The German football legend, who owns a South African winery, cancelled an appointment to attend a public wine tasting in a Zurich hotel to present his own brand of "The Kaiser's Wines".
The 70-year-old is being investigated, along with three other members of the 2006 World Cup organising committee - Hans-Rudolf Schmidt, Theo Zwanziger and Wolfgang Niersbach - by the Office of the Attorney General of Switzerland.
The court in Bern on Thursday announced that prosecutors have been investigating the four Germans since November last year, the month after German magazine Der Spiegel first broke the cash-for-votes scandal.
The quartet are being investigated over allegations of fraud, criminal mismanagement, money laundering and misappropriation.
Searches were carried out at eight locations on Thursday and German daily Bild reported that officials spent two hours searching Beckenbauer's Salzburg home.
"Franz Beckenbauer supported the investigation by the Swiss authorities, since he had prior knowledge of it (the search) and will continue to co-operate with all the authorities involved," Beckenbauer's lawyer told Bild.
According to the paper, for whom Beckenbauer writes a regular column, the home of Urs Linsi, the former general-secretary of world football's governing body Fifa, was also searched.
Beckenbauer captained Germany to the 1974 World Cup and coached the side that won the trophy in Italy in 1990.
The cash-for-votes scandal has hung over German footfall since October last year when Der Spiegel claimed that a secret fund of 10 million Swiss francs (S$13.87 million) was used to buy the hosting rights of the 2006 World Cup.

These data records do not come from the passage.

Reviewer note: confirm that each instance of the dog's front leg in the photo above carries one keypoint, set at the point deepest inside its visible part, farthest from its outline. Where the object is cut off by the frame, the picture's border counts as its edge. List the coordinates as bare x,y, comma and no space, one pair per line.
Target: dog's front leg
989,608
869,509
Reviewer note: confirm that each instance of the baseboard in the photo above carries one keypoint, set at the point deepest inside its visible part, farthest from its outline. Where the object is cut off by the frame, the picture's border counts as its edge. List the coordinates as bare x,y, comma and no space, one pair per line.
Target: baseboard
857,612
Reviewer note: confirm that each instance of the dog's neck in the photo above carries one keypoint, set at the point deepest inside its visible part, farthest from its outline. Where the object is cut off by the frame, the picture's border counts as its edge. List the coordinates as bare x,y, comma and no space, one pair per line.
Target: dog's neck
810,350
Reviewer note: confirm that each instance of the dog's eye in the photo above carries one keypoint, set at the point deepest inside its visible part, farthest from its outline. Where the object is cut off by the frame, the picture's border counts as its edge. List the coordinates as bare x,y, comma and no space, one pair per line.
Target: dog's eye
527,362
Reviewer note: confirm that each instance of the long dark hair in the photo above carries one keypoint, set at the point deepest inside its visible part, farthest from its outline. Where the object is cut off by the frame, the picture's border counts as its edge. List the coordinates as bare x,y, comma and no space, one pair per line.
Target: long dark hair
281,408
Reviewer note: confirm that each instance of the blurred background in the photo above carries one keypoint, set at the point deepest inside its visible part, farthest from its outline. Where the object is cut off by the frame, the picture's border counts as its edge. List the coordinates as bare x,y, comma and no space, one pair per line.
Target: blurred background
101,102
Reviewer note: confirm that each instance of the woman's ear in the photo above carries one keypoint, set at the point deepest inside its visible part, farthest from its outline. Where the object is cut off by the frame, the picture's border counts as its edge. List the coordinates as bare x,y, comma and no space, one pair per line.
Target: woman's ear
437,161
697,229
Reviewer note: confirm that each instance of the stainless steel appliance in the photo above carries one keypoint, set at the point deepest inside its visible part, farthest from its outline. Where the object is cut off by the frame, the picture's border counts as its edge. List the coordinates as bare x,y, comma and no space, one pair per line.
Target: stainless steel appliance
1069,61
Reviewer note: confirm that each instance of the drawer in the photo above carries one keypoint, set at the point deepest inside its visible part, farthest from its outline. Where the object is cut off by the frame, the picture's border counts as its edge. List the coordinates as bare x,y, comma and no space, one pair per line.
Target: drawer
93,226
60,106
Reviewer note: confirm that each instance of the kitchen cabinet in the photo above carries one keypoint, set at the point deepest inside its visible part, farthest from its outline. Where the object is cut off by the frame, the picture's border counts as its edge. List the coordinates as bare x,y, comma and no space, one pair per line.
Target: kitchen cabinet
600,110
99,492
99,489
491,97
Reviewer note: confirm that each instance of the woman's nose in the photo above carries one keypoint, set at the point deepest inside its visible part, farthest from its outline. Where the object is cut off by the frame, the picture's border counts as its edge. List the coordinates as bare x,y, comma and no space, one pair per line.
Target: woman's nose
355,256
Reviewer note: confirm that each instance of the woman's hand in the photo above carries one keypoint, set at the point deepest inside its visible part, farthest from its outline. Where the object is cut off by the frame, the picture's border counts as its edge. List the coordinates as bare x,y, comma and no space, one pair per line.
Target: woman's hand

The money allegedly came from the late Robert Louis-Dreyfus, the former boss of adidas, at Beckenbauer's request, and was handed over in 2000, just before Germany were awarded the 2006 Finals by a narrow vote.
In March, Fifa's Ethics Committee opened formal proceedings, which are still ongoing, against Beckenbauer regarding the awarding of the 2006 Finals.
In May, an independent inquiry commissioned by the German Football Association (DFB) said it could not rule out that Germany bought votes to secure the 2006 World Cup.
In July, Fifa's ethics committee banned Niersbach, the former president of the DFB, for one year over misconduct surrounding the 2006 bid.